Published: 01 Jan 2024, Last Modified: 28 Sept 2024IEEE Trans. Veh. Technol. 2024EveryoneRevisionsBibTeXCC BY-SA 4.0
Abstract: The rapid expansion of high-speed railways (HSRs) and the growing demand for diverse data services during long journeys require efficient computing services. Mobile Edge Computing (MEC) emerged as a promising platform to fulfill this demand. We envision a scenario wherein passengers interact with each other on the same or different trains in real-time by offloading computationally intensive and delay-sensitive tasks to the track-side MEC networks for HSRs and computation results are multicast to the receivers.

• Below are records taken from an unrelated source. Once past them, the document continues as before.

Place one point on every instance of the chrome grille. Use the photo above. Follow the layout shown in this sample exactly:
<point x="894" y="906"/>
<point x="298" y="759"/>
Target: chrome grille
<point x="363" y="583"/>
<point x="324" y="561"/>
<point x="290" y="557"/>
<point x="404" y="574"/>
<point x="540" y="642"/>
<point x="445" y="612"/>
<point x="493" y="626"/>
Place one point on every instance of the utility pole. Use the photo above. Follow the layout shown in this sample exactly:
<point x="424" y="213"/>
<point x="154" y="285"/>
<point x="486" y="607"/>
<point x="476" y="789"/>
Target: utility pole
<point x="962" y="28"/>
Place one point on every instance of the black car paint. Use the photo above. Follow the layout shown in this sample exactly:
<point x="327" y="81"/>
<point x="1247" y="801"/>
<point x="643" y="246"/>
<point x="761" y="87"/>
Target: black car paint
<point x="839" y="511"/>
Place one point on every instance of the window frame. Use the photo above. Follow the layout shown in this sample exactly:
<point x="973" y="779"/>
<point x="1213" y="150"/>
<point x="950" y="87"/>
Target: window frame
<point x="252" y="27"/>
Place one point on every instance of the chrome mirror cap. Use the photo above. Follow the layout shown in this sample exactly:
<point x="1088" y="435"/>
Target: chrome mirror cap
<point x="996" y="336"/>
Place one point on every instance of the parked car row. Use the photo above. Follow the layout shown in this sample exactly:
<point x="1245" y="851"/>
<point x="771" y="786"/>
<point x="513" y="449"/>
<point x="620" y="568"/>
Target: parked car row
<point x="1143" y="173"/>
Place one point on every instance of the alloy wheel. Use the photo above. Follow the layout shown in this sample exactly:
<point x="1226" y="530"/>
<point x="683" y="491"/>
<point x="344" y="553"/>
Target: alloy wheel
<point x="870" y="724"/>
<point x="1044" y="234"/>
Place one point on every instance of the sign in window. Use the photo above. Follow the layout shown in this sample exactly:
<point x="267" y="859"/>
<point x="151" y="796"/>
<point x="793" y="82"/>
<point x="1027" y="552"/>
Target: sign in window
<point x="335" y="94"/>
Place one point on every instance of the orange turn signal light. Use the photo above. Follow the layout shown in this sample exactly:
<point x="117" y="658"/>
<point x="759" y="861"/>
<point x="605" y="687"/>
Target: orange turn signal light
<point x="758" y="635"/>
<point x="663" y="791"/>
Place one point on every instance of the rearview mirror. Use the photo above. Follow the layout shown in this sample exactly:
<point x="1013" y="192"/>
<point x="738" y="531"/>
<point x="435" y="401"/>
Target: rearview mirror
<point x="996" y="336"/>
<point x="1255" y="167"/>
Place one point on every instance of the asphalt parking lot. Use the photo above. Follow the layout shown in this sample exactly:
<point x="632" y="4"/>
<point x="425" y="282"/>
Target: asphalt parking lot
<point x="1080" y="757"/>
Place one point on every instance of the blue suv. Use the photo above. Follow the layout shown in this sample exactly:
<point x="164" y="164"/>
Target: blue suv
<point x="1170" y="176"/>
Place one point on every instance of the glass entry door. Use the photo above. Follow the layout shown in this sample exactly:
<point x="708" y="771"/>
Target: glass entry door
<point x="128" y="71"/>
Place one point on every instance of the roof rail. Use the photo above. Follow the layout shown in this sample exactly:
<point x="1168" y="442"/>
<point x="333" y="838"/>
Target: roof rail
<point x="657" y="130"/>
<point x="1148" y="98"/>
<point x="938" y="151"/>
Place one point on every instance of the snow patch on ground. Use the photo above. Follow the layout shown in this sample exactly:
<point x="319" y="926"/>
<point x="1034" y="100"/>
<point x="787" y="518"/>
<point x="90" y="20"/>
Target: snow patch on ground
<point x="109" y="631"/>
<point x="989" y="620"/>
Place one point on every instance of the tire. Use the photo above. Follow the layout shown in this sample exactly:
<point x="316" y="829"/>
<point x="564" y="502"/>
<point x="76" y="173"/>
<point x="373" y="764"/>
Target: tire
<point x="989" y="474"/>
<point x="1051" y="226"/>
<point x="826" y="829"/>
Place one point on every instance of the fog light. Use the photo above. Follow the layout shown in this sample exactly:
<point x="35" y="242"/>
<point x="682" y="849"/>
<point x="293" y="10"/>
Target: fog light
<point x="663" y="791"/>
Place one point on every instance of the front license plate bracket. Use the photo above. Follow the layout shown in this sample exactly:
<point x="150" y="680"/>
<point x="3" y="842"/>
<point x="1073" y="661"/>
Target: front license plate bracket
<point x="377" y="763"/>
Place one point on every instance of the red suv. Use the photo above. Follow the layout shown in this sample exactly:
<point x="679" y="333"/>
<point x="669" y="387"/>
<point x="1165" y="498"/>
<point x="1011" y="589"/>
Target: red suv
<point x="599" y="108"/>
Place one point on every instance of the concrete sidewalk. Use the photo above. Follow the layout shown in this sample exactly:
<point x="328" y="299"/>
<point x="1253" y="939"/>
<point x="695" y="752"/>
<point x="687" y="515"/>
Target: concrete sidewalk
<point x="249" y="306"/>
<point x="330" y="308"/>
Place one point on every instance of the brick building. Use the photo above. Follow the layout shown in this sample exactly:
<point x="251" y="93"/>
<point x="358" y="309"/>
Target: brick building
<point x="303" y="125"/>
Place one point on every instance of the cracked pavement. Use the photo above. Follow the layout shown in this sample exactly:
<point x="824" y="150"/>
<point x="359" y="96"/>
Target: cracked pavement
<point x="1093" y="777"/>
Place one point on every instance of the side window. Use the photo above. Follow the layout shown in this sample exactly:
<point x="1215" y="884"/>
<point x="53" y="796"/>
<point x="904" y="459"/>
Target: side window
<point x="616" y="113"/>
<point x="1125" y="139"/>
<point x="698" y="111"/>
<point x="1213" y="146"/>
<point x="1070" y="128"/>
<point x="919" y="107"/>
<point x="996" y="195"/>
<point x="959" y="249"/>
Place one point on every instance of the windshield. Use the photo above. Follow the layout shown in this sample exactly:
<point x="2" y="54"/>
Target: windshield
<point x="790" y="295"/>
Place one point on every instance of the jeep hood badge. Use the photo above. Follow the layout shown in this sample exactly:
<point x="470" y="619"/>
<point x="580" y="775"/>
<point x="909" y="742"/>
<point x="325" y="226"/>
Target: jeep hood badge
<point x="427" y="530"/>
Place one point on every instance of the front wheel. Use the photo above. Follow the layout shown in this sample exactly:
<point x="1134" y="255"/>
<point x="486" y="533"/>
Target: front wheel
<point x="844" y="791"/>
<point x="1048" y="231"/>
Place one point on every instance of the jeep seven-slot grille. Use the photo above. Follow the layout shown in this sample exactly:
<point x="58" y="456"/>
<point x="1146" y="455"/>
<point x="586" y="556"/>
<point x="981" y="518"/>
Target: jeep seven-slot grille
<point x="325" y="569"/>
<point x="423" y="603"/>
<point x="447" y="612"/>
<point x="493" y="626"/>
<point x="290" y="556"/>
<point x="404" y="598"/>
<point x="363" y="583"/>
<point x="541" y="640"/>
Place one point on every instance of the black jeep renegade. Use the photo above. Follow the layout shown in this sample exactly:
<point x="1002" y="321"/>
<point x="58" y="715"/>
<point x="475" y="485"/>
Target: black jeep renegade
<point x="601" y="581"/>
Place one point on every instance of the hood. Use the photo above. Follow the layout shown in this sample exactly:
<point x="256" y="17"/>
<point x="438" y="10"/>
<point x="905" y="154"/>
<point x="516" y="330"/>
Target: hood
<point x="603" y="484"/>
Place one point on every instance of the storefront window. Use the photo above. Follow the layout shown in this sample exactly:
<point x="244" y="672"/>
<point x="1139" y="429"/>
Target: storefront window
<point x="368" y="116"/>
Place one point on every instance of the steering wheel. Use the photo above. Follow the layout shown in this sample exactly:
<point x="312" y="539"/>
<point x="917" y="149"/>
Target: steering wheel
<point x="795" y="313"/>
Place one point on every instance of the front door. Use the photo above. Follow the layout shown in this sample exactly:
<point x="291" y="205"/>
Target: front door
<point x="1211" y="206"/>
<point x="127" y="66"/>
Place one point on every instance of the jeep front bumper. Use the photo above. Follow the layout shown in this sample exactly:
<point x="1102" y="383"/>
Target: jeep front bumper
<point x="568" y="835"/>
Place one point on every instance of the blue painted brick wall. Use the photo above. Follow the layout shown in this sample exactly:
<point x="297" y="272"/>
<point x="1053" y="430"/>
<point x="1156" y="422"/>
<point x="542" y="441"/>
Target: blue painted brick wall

To improve the quality of data services, we propose a novel approach to optimize network throughput by admitting as many tasks as possible, subject to delay constraints, and multicasting the maximum number of results. The high mobility of trains and the frequent handovers during train-ground communication are factored into our scheme, which presents significant challenges to jointly consider the dynamic multicast grouping and admission/rejection policies for tasks/results. We introduce the multi-group-shared Group Steiner tree (GST) model and propose an efficient heuristic algorithm that reduces the multicast routing problem to finding a GST for each candidate cloudlet. The effectiveness of our proposed algorithm is demonstrated through simulations and the results are promising.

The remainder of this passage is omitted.